March 07, 2006

Lord Rogers crawling back to nowhere

The architect Lord Rogers has got a lot of crawling to do if he is to retain the commission to redesign a convention centre in memory of Senator Jacob Javitz who was "a firm supporter of the Jewish state". Lord Rogers appears to have been in on the start of Architects and Planners for Justice in Palestine and some zionists in New York have taken umbrage because of Javitz's support for Israel and Rogers's once-upon-a-time opposition to it. From the Guardian:
Local politicians and some Jewish organisations have demanded Lord Rogers be sacked from the project because of the group, which opposes the separation barrier that has sliced up the West Bank and the building of settlements in Palestinian territories. The group has also criticised Israeli building companies for their support of settlement building, and has called for an economic boycott of those firms.

Such positions would ordinarily be controversial in New York, but they become even more combustible given Lord Rogers' project in the city: a redesign of a convention centre built in the memory of Jacob Javitz, a firm supporter of the Jewish state who spent more than 20 years in the US Senate - many of them as the sole Jewish senator. Boycotts of Israel are also illegal under US law.

Lord Rogers insists his involvement in the group is limited to lending his offices in London for its inaugural meeting last month. "There is a lot of discussion going on. There is no final decision on anyone's part yet," said Howard Rubenstein, a spokesman for Lord Rogers.

In the last week, Lord Rogers has severed his links with the organisation and stated explicitly that he does not support a boycott of Israel. He is also adamant that he spent only 10 minutes at the meeting.

"Hamas must renounce terrorism," he told the New York Post yesterday, attempting to shore up support. "Hamas must recognise Israel's right to exist. Just making a statement is not enough. They have to back it up."
What a sad sight!
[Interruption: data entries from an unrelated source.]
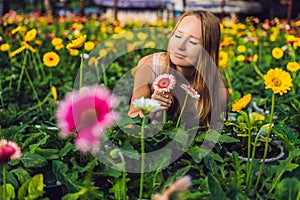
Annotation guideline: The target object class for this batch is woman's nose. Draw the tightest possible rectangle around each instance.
[178,37,188,51]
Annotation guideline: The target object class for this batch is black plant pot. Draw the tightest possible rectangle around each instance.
[43,184,67,200]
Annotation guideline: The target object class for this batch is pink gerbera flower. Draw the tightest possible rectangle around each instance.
[56,86,118,152]
[153,74,176,92]
[180,84,200,100]
[0,139,22,165]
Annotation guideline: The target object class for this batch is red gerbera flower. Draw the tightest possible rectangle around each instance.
[153,74,176,92]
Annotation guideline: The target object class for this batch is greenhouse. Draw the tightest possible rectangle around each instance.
[0,0,300,200]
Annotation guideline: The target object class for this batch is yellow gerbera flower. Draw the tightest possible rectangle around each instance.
[67,35,86,49]
[51,37,63,46]
[264,68,293,95]
[236,55,246,62]
[0,43,10,51]
[237,45,246,53]
[24,29,37,42]
[286,62,300,72]
[231,94,252,112]
[137,32,148,40]
[84,41,95,51]
[272,47,283,59]
[9,46,26,58]
[51,86,57,101]
[69,49,79,56]
[43,51,60,67]
[219,51,228,69]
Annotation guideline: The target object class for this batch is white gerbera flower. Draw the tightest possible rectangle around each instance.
[153,74,176,92]
[132,97,161,115]
[180,84,200,100]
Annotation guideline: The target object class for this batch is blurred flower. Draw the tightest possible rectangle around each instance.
[180,84,200,100]
[250,112,266,121]
[153,74,176,92]
[0,43,10,51]
[67,35,86,49]
[51,37,63,46]
[286,62,300,72]
[219,51,228,69]
[272,47,283,59]
[56,85,118,153]
[132,97,161,115]
[0,139,22,165]
[137,32,148,40]
[231,94,252,112]
[69,49,79,56]
[264,68,293,95]
[236,55,246,62]
[24,29,37,42]
[99,49,107,59]
[153,176,192,200]
[84,41,95,51]
[43,51,60,67]
[9,46,26,58]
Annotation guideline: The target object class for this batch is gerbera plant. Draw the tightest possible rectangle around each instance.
[0,139,22,199]
[56,85,118,154]
[132,97,161,199]
[176,84,200,128]
[254,68,293,192]
[153,74,176,123]
[67,35,86,89]
[153,74,176,92]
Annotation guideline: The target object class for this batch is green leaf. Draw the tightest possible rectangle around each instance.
[208,173,228,200]
[0,183,16,200]
[274,178,300,200]
[58,142,77,157]
[62,188,88,200]
[109,178,130,200]
[35,147,60,160]
[11,167,31,184]
[18,174,44,200]
[21,152,48,168]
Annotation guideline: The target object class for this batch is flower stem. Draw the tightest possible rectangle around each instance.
[101,65,107,87]
[176,94,189,128]
[25,68,43,112]
[2,165,6,199]
[254,93,275,193]
[139,117,147,200]
[119,151,127,199]
[253,63,264,79]
[79,51,83,89]
[17,50,28,92]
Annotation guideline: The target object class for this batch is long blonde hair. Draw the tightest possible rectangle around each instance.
[167,10,221,125]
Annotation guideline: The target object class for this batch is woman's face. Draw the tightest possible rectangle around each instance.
[169,15,201,67]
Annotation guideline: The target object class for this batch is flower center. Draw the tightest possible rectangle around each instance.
[272,78,281,87]
[80,108,98,127]
[157,78,170,88]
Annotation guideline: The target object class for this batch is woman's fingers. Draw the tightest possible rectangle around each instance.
[151,91,172,110]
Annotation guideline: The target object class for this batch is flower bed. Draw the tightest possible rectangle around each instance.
[0,13,300,199]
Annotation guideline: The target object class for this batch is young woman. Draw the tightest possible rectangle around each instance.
[128,10,228,126]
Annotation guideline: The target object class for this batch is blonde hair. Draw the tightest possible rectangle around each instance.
[167,10,222,125]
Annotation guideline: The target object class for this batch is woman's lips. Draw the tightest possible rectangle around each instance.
[174,52,186,59]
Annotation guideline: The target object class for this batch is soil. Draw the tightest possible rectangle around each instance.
[223,143,281,159]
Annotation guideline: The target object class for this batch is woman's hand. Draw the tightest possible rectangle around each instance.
[151,90,172,110]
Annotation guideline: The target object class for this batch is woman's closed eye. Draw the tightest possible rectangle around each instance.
[190,38,199,45]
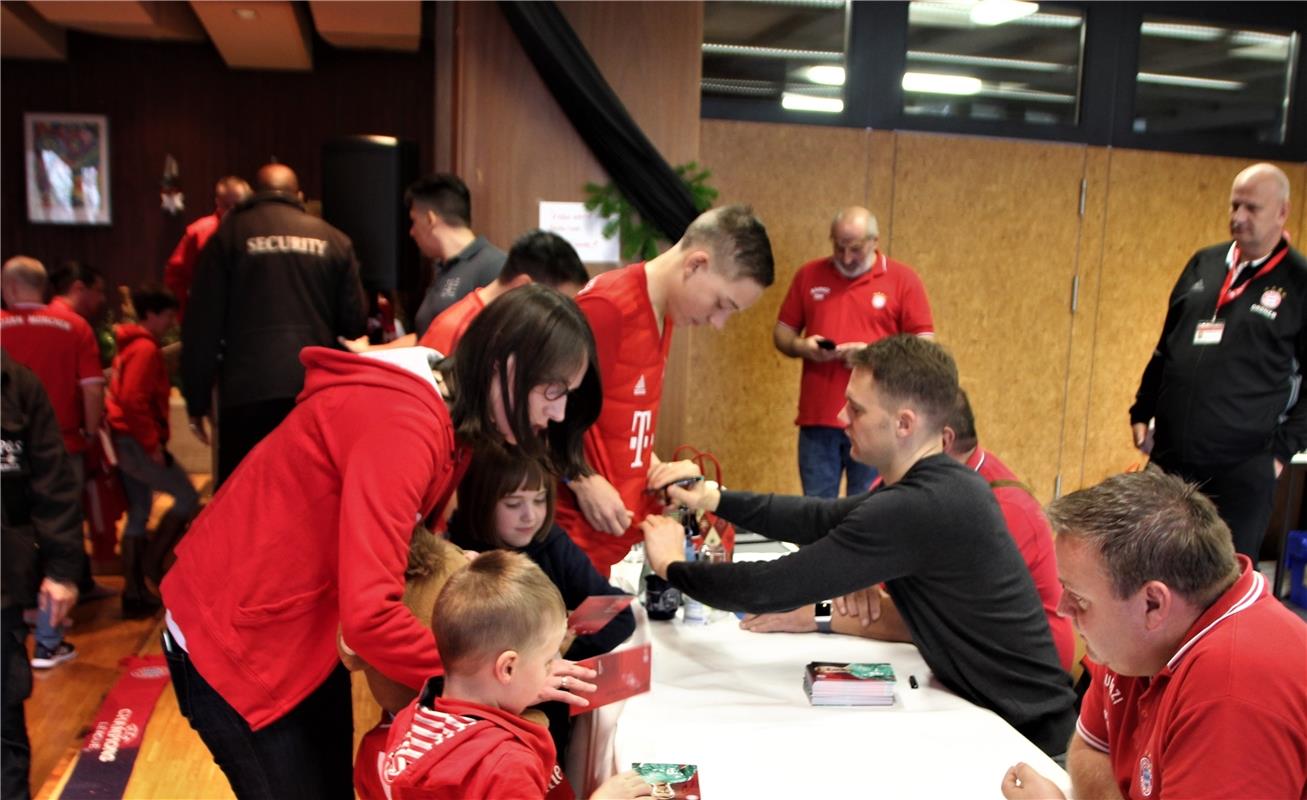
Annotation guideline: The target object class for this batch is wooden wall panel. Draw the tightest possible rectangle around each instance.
[685,120,873,494]
[0,31,434,301]
[890,133,1085,501]
[454,3,703,248]
[1082,149,1307,485]
[1060,148,1111,494]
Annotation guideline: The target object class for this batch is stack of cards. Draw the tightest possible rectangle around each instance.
[631,762,702,800]
[567,643,651,716]
[804,661,895,706]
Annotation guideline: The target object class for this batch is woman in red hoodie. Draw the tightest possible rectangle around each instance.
[105,284,200,617]
[162,285,603,797]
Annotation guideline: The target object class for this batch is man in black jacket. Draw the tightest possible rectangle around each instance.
[0,350,82,797]
[643,335,1076,756]
[182,163,367,485]
[1131,163,1307,562]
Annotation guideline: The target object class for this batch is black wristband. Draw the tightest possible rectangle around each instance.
[813,601,830,633]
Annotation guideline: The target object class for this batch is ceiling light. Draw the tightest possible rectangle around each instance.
[907,50,1076,72]
[780,92,844,114]
[1136,72,1244,92]
[701,42,844,63]
[802,64,844,86]
[907,0,1082,29]
[1140,22,1226,42]
[903,72,980,94]
[968,0,1039,26]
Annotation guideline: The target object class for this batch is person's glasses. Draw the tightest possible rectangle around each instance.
[542,383,571,403]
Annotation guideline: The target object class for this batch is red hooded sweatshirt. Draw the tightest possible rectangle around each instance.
[365,692,570,800]
[105,323,173,452]
[162,348,467,731]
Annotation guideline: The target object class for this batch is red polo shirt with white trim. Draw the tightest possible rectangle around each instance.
[1076,556,1307,797]
[967,447,1076,672]
[776,251,935,427]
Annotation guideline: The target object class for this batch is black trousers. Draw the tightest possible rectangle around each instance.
[0,607,31,800]
[213,397,295,490]
[163,633,354,800]
[1153,452,1289,565]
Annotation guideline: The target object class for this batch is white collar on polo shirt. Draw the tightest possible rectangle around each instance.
[1166,567,1266,669]
[359,346,443,395]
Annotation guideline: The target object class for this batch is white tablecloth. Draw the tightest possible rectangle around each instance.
[569,556,1070,800]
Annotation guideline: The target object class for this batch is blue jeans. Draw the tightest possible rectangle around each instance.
[799,425,876,497]
[163,631,354,800]
[114,437,200,539]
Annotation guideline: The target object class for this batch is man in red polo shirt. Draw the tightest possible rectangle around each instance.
[163,175,252,320]
[1002,468,1307,799]
[557,205,774,575]
[772,207,935,497]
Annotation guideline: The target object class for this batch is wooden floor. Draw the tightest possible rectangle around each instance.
[26,476,380,800]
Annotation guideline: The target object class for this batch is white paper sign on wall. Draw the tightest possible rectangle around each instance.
[540,200,621,264]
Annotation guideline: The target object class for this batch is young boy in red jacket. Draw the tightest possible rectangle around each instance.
[380,550,652,800]
[105,284,200,617]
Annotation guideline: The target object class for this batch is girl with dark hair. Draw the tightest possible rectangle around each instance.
[450,444,635,763]
[162,286,601,797]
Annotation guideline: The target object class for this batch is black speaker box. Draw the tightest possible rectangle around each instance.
[323,136,421,297]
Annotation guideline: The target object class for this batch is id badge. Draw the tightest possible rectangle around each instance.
[1193,319,1225,345]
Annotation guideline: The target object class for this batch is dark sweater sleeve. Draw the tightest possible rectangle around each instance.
[1270,281,1307,467]
[22,374,82,583]
[549,525,635,661]
[336,241,368,339]
[182,221,231,417]
[668,488,924,613]
[1131,254,1199,425]
[716,492,868,544]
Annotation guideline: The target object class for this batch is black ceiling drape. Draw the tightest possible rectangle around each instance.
[499,1,699,242]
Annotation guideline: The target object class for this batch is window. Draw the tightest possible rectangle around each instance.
[903,0,1085,125]
[702,0,848,114]
[1131,17,1299,145]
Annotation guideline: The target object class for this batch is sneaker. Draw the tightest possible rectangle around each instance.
[77,582,118,605]
[31,642,77,669]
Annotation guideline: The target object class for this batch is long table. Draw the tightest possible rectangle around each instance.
[569,554,1070,800]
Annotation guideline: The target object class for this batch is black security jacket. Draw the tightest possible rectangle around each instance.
[1131,242,1307,467]
[182,192,367,416]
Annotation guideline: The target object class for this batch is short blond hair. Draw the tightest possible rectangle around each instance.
[431,550,567,675]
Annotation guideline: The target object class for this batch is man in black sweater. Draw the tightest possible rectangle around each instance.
[1131,163,1307,562]
[643,336,1076,756]
[0,350,85,799]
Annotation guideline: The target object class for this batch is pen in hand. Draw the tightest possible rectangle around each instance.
[644,475,703,494]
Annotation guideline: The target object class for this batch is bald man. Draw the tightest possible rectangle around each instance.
[163,175,251,320]
[1131,163,1307,562]
[182,163,367,484]
[772,205,935,497]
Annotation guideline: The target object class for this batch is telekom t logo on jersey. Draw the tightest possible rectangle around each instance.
[631,410,654,467]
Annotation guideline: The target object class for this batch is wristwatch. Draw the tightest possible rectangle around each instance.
[813,600,830,633]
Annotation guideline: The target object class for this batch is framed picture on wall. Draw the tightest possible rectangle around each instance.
[22,114,112,225]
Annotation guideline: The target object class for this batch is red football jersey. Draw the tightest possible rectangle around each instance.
[418,289,486,356]
[557,263,672,575]
[776,251,935,427]
[0,303,105,452]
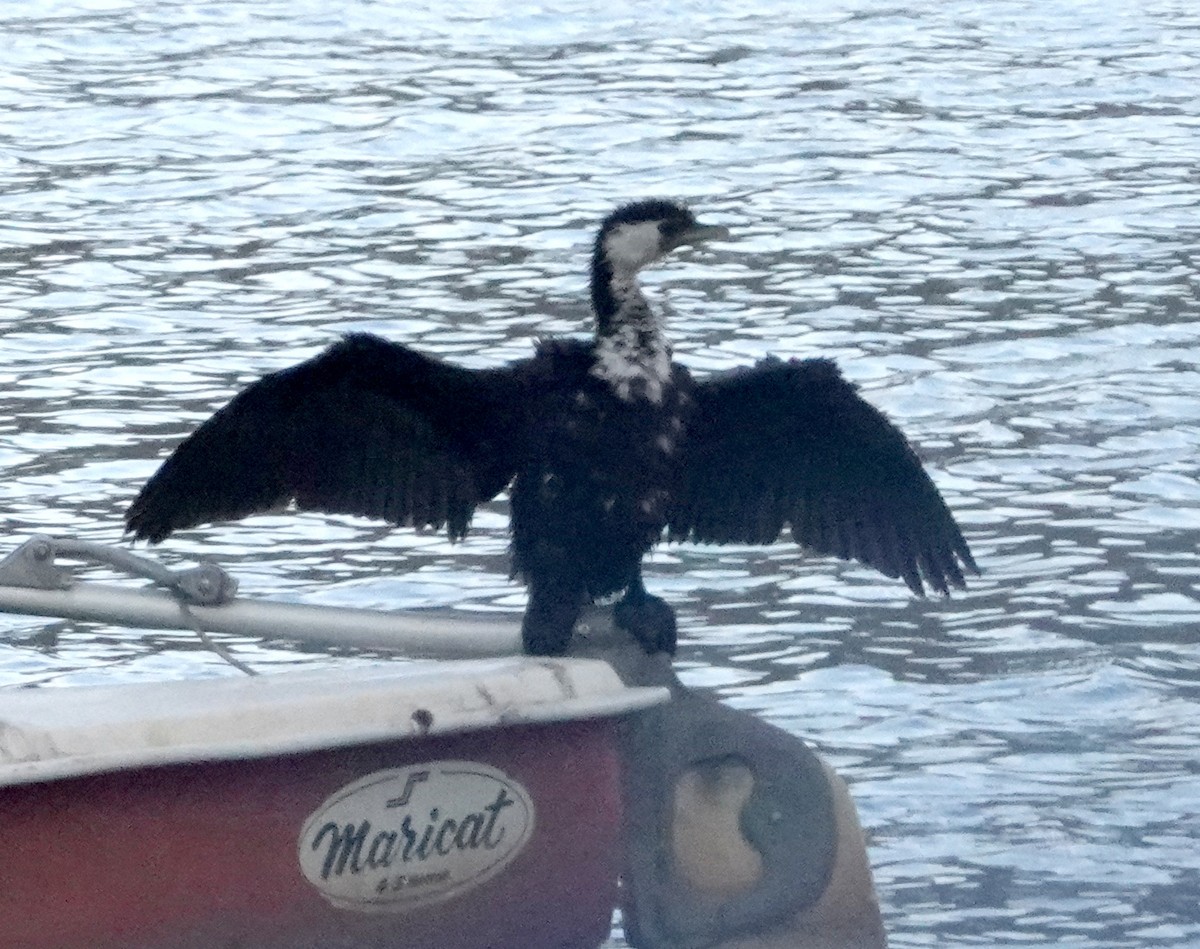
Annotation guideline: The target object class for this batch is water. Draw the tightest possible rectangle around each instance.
[0,0,1200,947]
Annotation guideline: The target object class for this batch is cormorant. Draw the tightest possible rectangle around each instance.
[126,199,978,655]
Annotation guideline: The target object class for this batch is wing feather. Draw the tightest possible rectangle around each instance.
[670,359,978,594]
[126,334,522,542]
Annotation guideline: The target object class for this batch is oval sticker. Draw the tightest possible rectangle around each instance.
[299,761,534,912]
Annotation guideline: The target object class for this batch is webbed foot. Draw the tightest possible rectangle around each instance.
[612,589,678,656]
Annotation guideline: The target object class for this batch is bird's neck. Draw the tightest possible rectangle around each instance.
[592,259,671,403]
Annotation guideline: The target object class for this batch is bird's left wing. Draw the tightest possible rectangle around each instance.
[125,334,522,542]
[668,359,978,594]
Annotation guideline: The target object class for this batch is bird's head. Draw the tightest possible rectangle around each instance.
[595,198,730,276]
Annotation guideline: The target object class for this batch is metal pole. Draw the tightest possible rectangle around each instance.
[0,582,521,659]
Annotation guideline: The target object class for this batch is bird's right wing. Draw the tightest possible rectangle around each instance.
[125,334,522,542]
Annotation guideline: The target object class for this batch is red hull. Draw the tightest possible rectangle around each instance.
[0,719,622,949]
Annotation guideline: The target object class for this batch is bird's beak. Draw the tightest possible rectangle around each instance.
[671,224,730,250]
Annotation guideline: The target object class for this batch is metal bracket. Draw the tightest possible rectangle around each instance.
[0,534,238,606]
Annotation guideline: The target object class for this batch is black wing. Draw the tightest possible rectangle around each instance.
[670,359,978,594]
[125,334,521,542]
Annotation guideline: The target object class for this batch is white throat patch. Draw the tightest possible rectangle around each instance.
[592,326,671,404]
[604,221,662,274]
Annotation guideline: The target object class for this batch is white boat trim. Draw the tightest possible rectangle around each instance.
[0,656,670,787]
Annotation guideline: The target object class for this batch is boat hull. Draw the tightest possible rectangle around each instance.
[0,719,622,949]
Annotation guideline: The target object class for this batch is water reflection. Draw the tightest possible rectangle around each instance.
[0,0,1200,947]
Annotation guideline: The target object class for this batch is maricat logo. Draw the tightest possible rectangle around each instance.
[299,761,534,912]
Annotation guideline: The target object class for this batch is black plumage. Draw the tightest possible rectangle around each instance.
[126,200,976,654]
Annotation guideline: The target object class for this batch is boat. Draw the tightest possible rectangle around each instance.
[0,537,883,949]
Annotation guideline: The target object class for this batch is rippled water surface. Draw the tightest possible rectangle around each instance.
[0,0,1200,947]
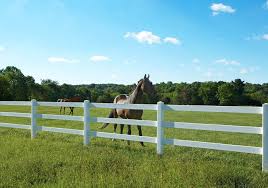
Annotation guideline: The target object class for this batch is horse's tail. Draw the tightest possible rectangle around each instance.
[100,109,116,129]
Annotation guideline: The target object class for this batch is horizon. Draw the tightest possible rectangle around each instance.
[0,0,268,85]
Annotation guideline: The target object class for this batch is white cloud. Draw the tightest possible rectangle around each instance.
[0,46,6,52]
[192,58,200,64]
[240,68,249,74]
[111,74,117,79]
[263,0,268,10]
[240,66,260,74]
[164,37,181,45]
[89,55,111,62]
[262,34,268,40]
[210,3,236,16]
[245,33,268,40]
[215,59,240,66]
[179,63,185,68]
[204,71,213,78]
[124,31,161,44]
[47,57,80,63]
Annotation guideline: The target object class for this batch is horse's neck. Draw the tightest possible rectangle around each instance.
[129,84,143,104]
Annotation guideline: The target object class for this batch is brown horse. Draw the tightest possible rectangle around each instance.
[57,97,81,115]
[101,74,155,146]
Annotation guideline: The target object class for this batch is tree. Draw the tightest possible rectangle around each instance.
[199,82,219,105]
[0,75,11,100]
[218,83,235,106]
[0,66,29,101]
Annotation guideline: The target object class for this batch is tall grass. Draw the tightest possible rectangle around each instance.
[0,106,268,187]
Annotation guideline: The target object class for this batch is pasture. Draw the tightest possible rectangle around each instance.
[0,106,268,187]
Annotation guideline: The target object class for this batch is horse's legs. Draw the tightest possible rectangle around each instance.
[120,124,124,134]
[112,123,117,141]
[114,123,117,133]
[137,125,144,146]
[127,125,131,145]
[70,107,74,116]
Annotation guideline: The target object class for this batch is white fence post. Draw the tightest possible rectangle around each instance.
[262,103,268,172]
[157,101,164,155]
[31,99,37,139]
[84,100,90,145]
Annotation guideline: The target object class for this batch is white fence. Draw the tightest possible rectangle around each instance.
[0,100,268,171]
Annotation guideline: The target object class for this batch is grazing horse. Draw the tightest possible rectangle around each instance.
[101,74,155,146]
[57,97,81,115]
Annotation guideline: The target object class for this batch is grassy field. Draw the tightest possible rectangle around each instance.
[0,106,268,187]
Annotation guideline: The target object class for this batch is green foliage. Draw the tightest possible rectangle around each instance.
[0,67,268,106]
[218,83,235,106]
[199,82,219,105]
[0,106,268,188]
But it doesn't seem to be working.
The effort appeared to have little effect. "His position on Hamas is not relevant," said Malcolm Hoenlein, of the Conference of Major Jewish Organisations. "The relevant issue is a group that is convened for the purpose of activities detrimental to a democratic state ...
It's true that making demands of Hamas to abandon some of their election promises is an affront to democracy, but then the PA isn't really a state and it never will be a state, at least not as we know it. Maybe Malcolm Hoenlein meant something else.